Il faut donc la câliner et nettoyer ses larmes. C’est franchement le travail cette relation.

— OK, je suis désolé. On va attendre le retour de Tessa pour te l’organiser ton baby shower.

— Avec le nounours blanc qui fera la moitié de ma taille aussi? elle chuchote en reniflant contre mon torse.

— Si on…

— Il faut le trouver, je le veux. Et puis le trône aussi, elle chuchote.

— OK la reine, on va te trouver tout ça. Tu auras ton baby shower. Mon ventre me dérange franchement, je peux retourner aux toilettes?

— D’accord, elle réplique en se détachant et retourne à sa tablette.

En tout cas, elle a l’air d’aller mieux donc je m’enferme à nouveau téléphone sur le comptoir de lavabo, écouteurs dans les oreilles. Le marié est trop timide pour la femme qu’il a. C’est comme ça qu’on danse Peru, para? J’aurais dû être là-bas.

***Belle Laré Aw***

Un lundi tranquille, c’est ce que mérite l’homme après avoir expérimenté Eliza Ameley Coleman Asamaoh ce week-end. Vraiment, je n’ai rien contre elle, mais j’ai prié que Dieu garde nos chemins séparés pour au moins trois mois. Je n’ai pas le cœur pour suivre cette femme dans ses folies et encore moins la force pour argumenter le choix d’Elikem.
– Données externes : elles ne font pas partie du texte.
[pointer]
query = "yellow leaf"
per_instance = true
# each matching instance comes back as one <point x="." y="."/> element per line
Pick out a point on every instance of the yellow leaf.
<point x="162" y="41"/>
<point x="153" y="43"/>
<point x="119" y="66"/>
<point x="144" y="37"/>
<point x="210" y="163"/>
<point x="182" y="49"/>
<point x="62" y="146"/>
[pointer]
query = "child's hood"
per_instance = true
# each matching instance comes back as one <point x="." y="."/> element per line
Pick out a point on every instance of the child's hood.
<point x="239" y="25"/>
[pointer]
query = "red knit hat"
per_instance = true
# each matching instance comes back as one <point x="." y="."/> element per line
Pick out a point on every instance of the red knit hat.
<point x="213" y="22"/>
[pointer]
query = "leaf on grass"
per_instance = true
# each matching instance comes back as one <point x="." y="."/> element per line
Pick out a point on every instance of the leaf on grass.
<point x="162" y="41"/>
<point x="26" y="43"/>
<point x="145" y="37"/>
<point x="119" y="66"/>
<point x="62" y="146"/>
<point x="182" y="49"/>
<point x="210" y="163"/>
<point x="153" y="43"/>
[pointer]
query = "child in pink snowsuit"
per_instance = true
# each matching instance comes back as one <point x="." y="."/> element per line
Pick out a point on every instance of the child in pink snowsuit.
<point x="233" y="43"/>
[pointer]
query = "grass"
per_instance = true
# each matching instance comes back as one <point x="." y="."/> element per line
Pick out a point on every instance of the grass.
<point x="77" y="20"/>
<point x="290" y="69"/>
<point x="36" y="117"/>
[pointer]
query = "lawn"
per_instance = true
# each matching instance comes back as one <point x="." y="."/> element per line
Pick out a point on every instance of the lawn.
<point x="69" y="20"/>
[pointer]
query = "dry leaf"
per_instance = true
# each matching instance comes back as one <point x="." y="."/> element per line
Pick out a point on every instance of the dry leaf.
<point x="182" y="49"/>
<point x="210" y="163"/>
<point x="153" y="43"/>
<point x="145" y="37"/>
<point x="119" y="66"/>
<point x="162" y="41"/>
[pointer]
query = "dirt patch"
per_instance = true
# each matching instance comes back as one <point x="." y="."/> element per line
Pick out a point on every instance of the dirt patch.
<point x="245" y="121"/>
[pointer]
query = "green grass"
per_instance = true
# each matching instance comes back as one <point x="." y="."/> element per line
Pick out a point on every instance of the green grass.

Je ne sais même pas pourquoi mon calme l’a étonné. Je devrais avoir des sueurs froides sur le cas d’une vieille de 35 ans qui m’en a fait voir de toutes les couleurs depuis qu’elle sait parler? En réalité, je devais même la remercier d’avoir été si coopérative pour la dot, parce qu’on la connaît. Bref, mon cœur est réservé pour mes petits-enfants. Ils peuvent même se pendre hein ses trois traitres d’enfants qui se sont moqués de la correction que m’a infligé Eliza sur le terrain de tennis.

Le calme que j’appréciais tant ne pouvait malheureusement pas durer. Il a fallu qu’on sonne chez nous et la personne a choisi d’insister comme si on lui a dit qu’on cachait un trésor chez nous. Exaspéré, Eli sort de la chambre.

— C’est quoi le délire?

— Ah…, c’est toi le chef de maison non, je réponds en haussant les épaules.

Il pousse un juron et va ouvrir. Lui-même c’est mon ennemi. Il faisait partie de mes moqueurs du week-end. Je l’entends passer un savon dans sa voix rauque sexy, mais subitement il se tait. Intriguée, je vais voir ce qui se passe. Ce n’est pas la moitié du quartier qu’on a devant notre portail ça? Un homme prend la parole parmi eux et se met à nous remercier profusément. Eli et moi sommes si confus qu’on ne sait quoi dire. L’homme qui nous a remerciés explique que les 250000 francs qu’on lui a donnés le samedi l’ont aidé à compléter ce qui lui manquait pour régler la facture d’hôpital de sa femme qui a accouché. Une autre dit qu’elle a réussi à payer son loyer du mois passé. Les témoignages sont nombreux et ils insistent pour qu’on n’hésite pas à leur faire appel en cas de besoin. Ils ont tellement béni le mariage d’Elikem qu’on n’arrivait même pas à leur dire au revoir. Une bénédiction suivait une autre.

— C’est elle, n’est-ce pas? m’interroge un Eli perdu.

— Bon….au moins, elle a pensé à ceux qu’elle a bloqués chez eux.

Je finis à peine qu’on sonne encore chez nous. Pitié, que le nom Eliza Ameley disparaisse de mon quotidien d’ici six moins. Je n’ai plus le cœur.

P.S : Rêvez bien à la robe blanche hein, vous aviez oublié sur qui vous comptiez. Elle chante là-bas qu’elle sera le scoubidou de garçon. Oheema de Kuami Eugene, c’est le titre de la chanson.